In all of this interview I heard nothing to indicate that the Democrats understand the immediate crisis or the deeper institutional, systemic crisis.
The Republican Party is now fascist, the Democratic Party is now a pointless sideshow. Grassroots Democratic activists will dislike hearing that kind of thing and they'll continue to resist. In the short term elected Democratic Senators and Representatives will do their press conferences with small gatherings of protestors in support. They might get injunctions and a few small legal stalls. If street protests gather steam with numbers and frequency, if real resistance is shown in support of elected Democrats, then things will get interesting. If a real mass movement comes out I'd expect Trump to come down hard. Will it get to that point?
That's all in reference to the current moment.
There's also the question of longer-term resistance.
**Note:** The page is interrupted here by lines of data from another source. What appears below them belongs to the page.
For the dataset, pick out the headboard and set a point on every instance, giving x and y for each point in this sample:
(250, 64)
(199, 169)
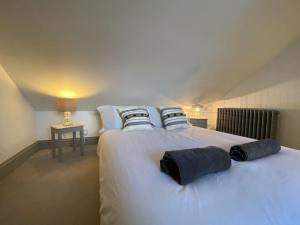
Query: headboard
(252, 123)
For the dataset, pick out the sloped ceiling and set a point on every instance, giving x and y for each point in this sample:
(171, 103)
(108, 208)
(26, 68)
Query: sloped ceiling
(140, 51)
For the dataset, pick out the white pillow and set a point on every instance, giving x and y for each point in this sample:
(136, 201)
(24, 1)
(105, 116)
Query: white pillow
(155, 117)
(136, 119)
(173, 118)
(110, 118)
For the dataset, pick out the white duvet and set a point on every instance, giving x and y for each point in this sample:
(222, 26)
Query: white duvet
(133, 191)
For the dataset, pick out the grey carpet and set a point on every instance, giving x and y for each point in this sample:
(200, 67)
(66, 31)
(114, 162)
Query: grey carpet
(44, 192)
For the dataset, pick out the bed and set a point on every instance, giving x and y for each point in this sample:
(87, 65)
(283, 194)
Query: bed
(133, 190)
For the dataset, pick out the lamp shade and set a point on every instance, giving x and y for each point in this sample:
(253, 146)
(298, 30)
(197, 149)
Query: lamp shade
(66, 104)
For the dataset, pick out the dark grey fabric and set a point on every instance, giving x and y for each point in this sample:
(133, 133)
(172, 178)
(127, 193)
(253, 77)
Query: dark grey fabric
(254, 150)
(185, 166)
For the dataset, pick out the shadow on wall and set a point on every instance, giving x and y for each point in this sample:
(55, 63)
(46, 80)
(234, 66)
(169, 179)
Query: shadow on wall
(281, 69)
(289, 127)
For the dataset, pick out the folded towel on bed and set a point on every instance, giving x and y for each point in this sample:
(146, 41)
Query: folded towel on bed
(254, 150)
(187, 165)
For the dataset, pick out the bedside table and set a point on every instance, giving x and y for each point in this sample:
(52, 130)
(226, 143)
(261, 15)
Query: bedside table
(199, 122)
(60, 130)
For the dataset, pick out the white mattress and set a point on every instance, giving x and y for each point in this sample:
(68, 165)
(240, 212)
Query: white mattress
(133, 191)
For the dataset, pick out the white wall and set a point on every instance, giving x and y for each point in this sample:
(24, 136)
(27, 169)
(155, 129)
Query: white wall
(44, 119)
(17, 119)
(276, 86)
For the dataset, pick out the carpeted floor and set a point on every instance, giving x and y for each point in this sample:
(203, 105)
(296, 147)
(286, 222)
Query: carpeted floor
(44, 192)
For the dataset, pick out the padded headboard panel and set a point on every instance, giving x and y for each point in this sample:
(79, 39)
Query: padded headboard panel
(252, 123)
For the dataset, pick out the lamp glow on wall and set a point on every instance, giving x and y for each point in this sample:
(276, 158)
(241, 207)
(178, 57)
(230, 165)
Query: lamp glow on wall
(67, 106)
(197, 109)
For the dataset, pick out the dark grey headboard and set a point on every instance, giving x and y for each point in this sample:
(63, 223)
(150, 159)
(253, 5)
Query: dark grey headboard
(253, 123)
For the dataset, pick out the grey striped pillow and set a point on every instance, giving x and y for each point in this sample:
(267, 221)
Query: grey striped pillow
(173, 118)
(136, 119)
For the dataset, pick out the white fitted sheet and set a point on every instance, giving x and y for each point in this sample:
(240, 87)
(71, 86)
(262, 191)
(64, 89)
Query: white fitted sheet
(133, 191)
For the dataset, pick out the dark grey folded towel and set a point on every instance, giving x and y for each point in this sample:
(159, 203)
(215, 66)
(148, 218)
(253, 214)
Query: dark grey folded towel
(254, 150)
(187, 165)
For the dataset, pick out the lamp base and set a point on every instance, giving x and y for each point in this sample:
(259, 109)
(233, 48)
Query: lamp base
(67, 119)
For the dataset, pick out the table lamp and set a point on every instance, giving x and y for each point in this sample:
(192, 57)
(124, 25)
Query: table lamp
(66, 105)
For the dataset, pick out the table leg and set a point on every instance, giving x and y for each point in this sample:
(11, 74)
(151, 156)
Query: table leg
(81, 143)
(53, 145)
(60, 149)
(74, 141)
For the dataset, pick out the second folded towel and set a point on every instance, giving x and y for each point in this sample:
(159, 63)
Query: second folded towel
(187, 165)
(254, 150)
Under the umbrella of the Democratic Party as it currently exists it will flail and fail because the current party resists the Left. The larger crisis is not just Trump and the Fascist Party transferring power to oligarchs, it's also the decades long failure of the status quo which the Democratic Party is seen to defend. They view their role as defending the Constitution, the rule of law and the long-standing institutions of government. This last bit, the institutions and bureaucracy, are what so many view as fundamental to the problem. Why?
From the new MAGA Right the messaging is that these institutions are inefficient, wasteful and that in many cases they should not exist in the first place. This is especially true when the institutions are a part of the domestic social safety net, foreign aid or regulation. That's why they're trying to tear it all down. Does this solve deeper problems, the crises we face? Of course not. But this is a fundamental disagreement between the two parties that has existed for many decades. It's not resolvable. It would seem that the MAGA Right has recognized this and has decided it's no longer interested in maintaining that status quo. The plan seems to be stop pretending and to just go for IT. Which is to say, no more pretense of democracy.
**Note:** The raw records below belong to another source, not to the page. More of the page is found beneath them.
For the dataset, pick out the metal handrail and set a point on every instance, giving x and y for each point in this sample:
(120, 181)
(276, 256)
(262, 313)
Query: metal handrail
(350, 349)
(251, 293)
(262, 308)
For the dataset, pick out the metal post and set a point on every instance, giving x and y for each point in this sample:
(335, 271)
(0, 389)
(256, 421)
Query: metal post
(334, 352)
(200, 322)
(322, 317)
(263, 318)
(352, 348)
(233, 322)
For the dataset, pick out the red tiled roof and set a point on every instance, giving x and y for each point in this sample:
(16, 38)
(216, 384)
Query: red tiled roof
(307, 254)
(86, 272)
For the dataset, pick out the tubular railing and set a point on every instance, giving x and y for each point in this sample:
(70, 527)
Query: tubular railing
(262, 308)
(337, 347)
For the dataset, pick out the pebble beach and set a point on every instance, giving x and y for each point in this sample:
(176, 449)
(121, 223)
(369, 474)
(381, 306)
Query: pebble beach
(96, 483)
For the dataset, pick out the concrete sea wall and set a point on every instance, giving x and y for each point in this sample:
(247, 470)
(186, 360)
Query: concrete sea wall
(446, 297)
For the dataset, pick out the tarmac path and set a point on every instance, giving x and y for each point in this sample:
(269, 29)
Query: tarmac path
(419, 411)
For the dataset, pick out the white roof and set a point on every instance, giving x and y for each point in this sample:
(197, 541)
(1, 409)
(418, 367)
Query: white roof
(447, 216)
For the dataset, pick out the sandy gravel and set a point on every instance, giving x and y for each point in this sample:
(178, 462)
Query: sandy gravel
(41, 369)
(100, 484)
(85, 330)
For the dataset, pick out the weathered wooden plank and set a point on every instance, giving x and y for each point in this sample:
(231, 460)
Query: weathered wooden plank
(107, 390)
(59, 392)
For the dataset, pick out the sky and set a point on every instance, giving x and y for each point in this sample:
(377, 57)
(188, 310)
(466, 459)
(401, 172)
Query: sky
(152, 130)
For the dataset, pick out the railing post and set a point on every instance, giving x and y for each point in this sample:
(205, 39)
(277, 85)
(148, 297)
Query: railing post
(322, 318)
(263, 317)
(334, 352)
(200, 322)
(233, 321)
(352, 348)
CHANGE is now happening. I don't see how the old institutions hold. Fascism is here and it has momentum and motivation that's been building for years. In the short term I'm not sure the Left will rise to the occasion. I'm outside the loop looking in, but from my tiny house in the woods it seems like the framework of the resistance is the side that just lost the election. That's a likely indicator of where this goes. The side that lost was (and is) in conflict with itself.
Simplified: younger progressives beat down by older white middle class moderates that have dominated the Democratic Party for decades. It's nothing new. We've seen glimpses of the potential energy of the progressives with Bernie Sanders in 2016 and most recently the anti-Zionist campus activism last year. Last years' protests against the genocide and in support of the Palestinians were beat down. It didn't get the broad support it needed and should have got. That's the energy that's needed now.
Frankly, I don't think the comfortable, moderate white middle class base of the Democratic Party has the stamina or commitment to resist on its own. And the progressives can't do it on their own. I hope I'm wrong but I don't expect the resistance to last long. One day protests won't cut it. This is a crisis that requires all day every day protests. Other countries do it. But the US?